The news: The tough economic environment in 2022 didn’t spare the insurance industry, which saw dried-up funding, tighter budgets, and competitive pressures. This year’s economic outlook isn’t much brighter, but insurance firms are set to disrupt the scene with new partnerships and technological advances. Here are the top four trends we are watching in this space in 2023.
Trend 1: Partnerships form between startups and incumbents.
- Competition between legacy insurers and new entrants is fierce, and each faces unique challenges from a tough economic environment and intense consumer demand.
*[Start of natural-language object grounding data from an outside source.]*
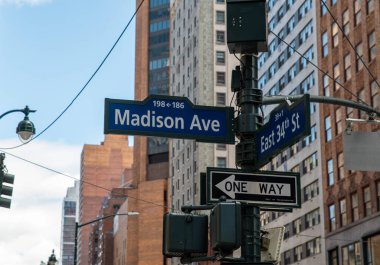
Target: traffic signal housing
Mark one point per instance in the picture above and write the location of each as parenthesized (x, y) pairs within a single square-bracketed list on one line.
[(225, 227), (185, 235), (5, 189)]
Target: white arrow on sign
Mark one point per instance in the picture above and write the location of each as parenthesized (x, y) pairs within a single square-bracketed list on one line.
[(231, 187)]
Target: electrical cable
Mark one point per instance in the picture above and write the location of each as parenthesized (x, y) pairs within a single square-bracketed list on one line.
[(82, 181), (319, 69), (138, 199), (85, 85), (350, 43)]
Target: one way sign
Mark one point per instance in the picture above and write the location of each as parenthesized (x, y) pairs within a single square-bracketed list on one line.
[(274, 189)]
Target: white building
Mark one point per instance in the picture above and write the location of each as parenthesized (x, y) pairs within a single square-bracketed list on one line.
[(200, 71), (282, 71), (69, 217)]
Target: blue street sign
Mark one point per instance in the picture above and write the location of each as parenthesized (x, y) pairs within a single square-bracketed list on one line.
[(169, 116), (286, 125)]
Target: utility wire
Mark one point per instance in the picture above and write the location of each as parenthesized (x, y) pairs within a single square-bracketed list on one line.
[(82, 181), (138, 199), (85, 85), (317, 67), (350, 43)]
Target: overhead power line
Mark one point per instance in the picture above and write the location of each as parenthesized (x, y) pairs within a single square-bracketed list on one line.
[(317, 67), (85, 85), (350, 43)]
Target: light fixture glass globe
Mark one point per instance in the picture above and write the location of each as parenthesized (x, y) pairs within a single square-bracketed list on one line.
[(25, 130)]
- Incumbents struggling with a digital transformation will look to startups that base their operations on new technologies to bring them up to speed. Meanwhile, the startups that are trying to get their feet on solid ground and reach profitability will turn to incumbents for an increased budget allowance and built-in customers.
- Incumbents also bring their brand names with them, especially in very competitive markets like the UK. Startups that link up with these established incumbents have a head start at gaining consumer loyalty. One example is Lemonade’s partnership with UK-based incumbent Aviva. While Aviva is well-known in the UK, Lemonade’s popularity in the US hasn’t yet translated to the UK market.
Trend 2: M&A deals consolidate the market.
- Some startups spent 2022 adjusting their business models to attempt to combat challenges like a lack of funding and high inflation, but their efforts still fell flat. Now, these firms are prime targets for M&A deals.
- We expect firms that just can’t make it through another tough year to get scooped up by startups that are further along in the growth cycle, or incumbents that see value in the technology the startup has developed. 2023 will be the year the weak are weeded out from the industry and the strong prevail.